Additionally, treating younger patients — and a decrease in the delay of time to treatment — improved patients’ long-term disability outcomes, study findings showed.
“Previous phase 3 randomized, controlled trials and real-world studies largely failed to find benefit of disease-modifying drugs among patients affected by primary progressive MS,” Mattia Fonderico, a PhD candidate at the University of Florence in Italy, said during his presentation. “Most of the real-world studies draw the same conclusion, finding no substantial differences between treated and untreated patients. However, some recent results highlighted that sustained exposure to disease-modifying treatments, especially when the drug is administered closer to the disease onset and at a younger age, may serve a protective role, reducing the risk of hard disability milestones.”
Fonderico and colleagues used the Italian MS Registry to identify patients with primary progressive MS (PPMS). The study aimed to determine the effect of disease-modifying treatments (DMTs) on becoming wheelchair-dependent.
The researchers included patients with at least three Expanded Disability Scale Status, or EDSS, evaluations and 3 years of follow-up. They defined study baseline as the first EDSS evaluation for untreated patients and the date of the first DMT initiation for treated patients.
Fonderico and colleagues assessed the impact of DMT on reaching EDSS 6 or 7 as a dichotomous variable (yes or no) and as a time-dependent covariate through multivariable Cox regression models adjusted for age at baseline, sex, first EDSS score, symptoms at onset, annualized visit rate and annualized relapse rate. They compared outcomes with an as-treated analysis and used propensity-score matching to identify cohorts with similar baseline characteristics. They also evaluated DMT exposure in terms of quartiles of exposure.
The final study cohort of 1,214 patients included 671 women, with a mean baseline age of 48.7 (± 11.1) years and a mean EDSS score of 4.1 (± 1.8). Sixty-five percent of the study population received a DMT in the follow-up period.
At a mean follow-up point of 11.6 (± 6.3) years, 994 patients (82%) achieved EDSS6; 539 patients ( 44%) achieved EDSS7. Multivariable regression models demonstrated the use of DMT — when analyzed as a dichotomous variable — did not impact the risk for reaching EDSS 6 (adjusted HR [aHR] = 1.1; 95% CI, 0.95-1.28) and EDSS 7 (aHR = 0.93; 95% CI, 0.77-1.12).

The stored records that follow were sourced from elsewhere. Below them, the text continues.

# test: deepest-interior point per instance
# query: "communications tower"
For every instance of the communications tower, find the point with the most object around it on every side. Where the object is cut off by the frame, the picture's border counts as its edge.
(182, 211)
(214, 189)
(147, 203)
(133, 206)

However, Fonderico and colleagues found that greater DMT exposure significantly decreased the risk for reaching EDSS 7 (aHR = 0.73; 95% CI, 0.56-0.95). Patients in the upper quartile of DMT exposure, compared with those with less DMT exposure, were younger at baseline (mean age, 44.1 ± 10.6 years; P < .001) and treated with the first DMT closer to disease onset (mean time to first DMT, 6.8 ± 6.1 years; P = .002). The researchers confirmed these findings in the propensity-score matching analysis.
“In our cohort, treatment persistence delayed time to wheelchair in patients with PPMS,” Fonderico said. “Our analysis suggested that treating younger patients and reducing delays to treatment initiation may improve patients’ long-term disability outcomes.”
Future studies should evaluate long-term safety to maximize the risk-benefit balance and determine whether — and at what point — it is of no value to continue a DMT in PPMS, Fonderico added.
“Real-world studies will be crucial in assessing long-term safety in order to maximize the benefit-risk balance,” he said.